How do we make this happen?

  • A way to identify the source and destination computers.
  • A way of maintaining data integrity.
  • A way of routing data from one computer to another.
  • Network is a hardware, and OS controls all the access to the hardware. So, if we need to communitate to the network we need to do it via the OS and its being done by an API called the Sockets API. It gives us a way to read and write data over the internet.

Types of communication networks

Circuit Switched

  • Its old school and its not used anymore.
  • How the communication works over here?
    • Consider a old school telephone operator
    • The call is made and it is connected to the operator.
    • The operator picks the call and connects the call physically to that location and the connection is made available between the two folks.
  • Issues with Circuit Switched communication
    • Poor scalability.
    • If the distance is long, requires more operators there by leading to increased cost. Though it was overcame by sending electro magnetic signals.
    • Multiple people coulnd't use the same route at a single time and much more.

Packet Switched

  • The data is divided to many small packets and sent over the cables under the over ocean from souce to the destination.
  • Once the packets reach the destination, they are merged together and they are delivered.
  • Works much like a delivery of a package.
  • Advantages
    • Doesn't require a dedicated circuit between every communication pair of computers as required by circuit switched networks.
    • Multiple computers can use the cable to send the individual packets at the same time.

Client Server Architecture

  • A server is a program that listens for incoming connections and accepts them.
  • Usually, the server listens for a request from a client and sends back a response to the client.

Protocol

A set of rules which enables the program, the server and the client in this case to communicate with each other. Following are some of the protocols.

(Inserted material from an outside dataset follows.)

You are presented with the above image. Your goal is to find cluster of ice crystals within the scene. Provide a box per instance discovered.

  • TCP - used to transmit data reliably (trustworthy).
  • UDP - used to transmit data quickly but unreliably.
  • IP - used to route packets over the network from one computer to another.
  • HTTP - used to get web pages and other web requests.
  • Ethernet - used to send data over LAN.

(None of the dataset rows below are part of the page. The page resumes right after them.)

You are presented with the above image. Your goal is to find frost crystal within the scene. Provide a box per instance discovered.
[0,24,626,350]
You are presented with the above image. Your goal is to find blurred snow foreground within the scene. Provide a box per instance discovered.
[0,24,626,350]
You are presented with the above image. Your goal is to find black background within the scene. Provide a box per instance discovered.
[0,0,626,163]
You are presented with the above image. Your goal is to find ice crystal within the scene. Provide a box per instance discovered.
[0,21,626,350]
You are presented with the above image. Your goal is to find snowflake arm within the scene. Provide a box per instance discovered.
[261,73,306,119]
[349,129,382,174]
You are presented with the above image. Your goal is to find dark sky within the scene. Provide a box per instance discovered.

Network layers and abstraction

Here’s a quick overview of what happens when data goes out on the network. We’ll cover this in much more detail in the coming

  • A user program says, “I want to send the bytes ‘GET / HTTP/1.1’ to that web server over there.” (Servers are identified by IP address and a port on the Internet–more on that later.)
  • The OS takes the data and wraps it up in a header (that is, prepends some data) that provides error detection (and maybe ordering) information. The exact structure of this header would be defined by a protocol such as TCP or UDP.
  • The OS takes all of that, and wraps it up in another header that helps with routing. This header would be defined by the IP protocol.
  • The OS hands all that data to the network interface card (the NIC–the piece of hardware that’s responsible for networking).
  • The NIC wraps all that data up into another header that’s defined by a protocol such as Ethernet that helps with delivery on the LAN.
  • The NIC sends the entire, multiply wrapped data out over the wire, or over the air (with WiFi).

When the receiving computer gets the packet, the reverse process happens. Its NIC strips the Ethernet header, the OS makes sure the IP address is correct, figures out which program is listening on that port, and sends it the fully unwrapped data. All these different layers that do all this wrapping are together called the protocol stack. (This is a different usage of the word “stack” than the stack abstract data type.) This works well because each layer is responsible for different parts of the process, e.g. one layer handles data integrity, and another handles routing the packet over the network, and another handles the data itself that is being transmitted between the programs. And each layer doesn’t care about what the layers below it are doing with the data. It’s that last concept that’s really important: when data is going over WiFi, the WiFi hardware doesn’t even care what the data is, if it’s Internet data or not, how integrity is assured (or not). All WiFi cares about is getting a big chunk of data transmitted over the air to another computer. When it arrives at the other computer, that computer will strip off the Ethernet stuff and look deeper in the packet, deciding what to do with it. And since the layers don’t care what data is encapsulated below them, you can swap out protocols at various layers and still have the rest of them work. So if you’re writing a program at the top layer (where we tend to write them most commonly), you don’t care what’s happening at the layers below that. It’s Somebody Else’s Problem. For example, you might be getting a web page with HTTP/TCP/IP/Ethernet, or you might be transmitting a file to another computer with TFTP/UDP/IP/Ethernet. IP and Ethernet work fine in both cases, because they are indifferent about the data they are sending. There are many, many details omitted from this description, but we’re still in high-level overview land.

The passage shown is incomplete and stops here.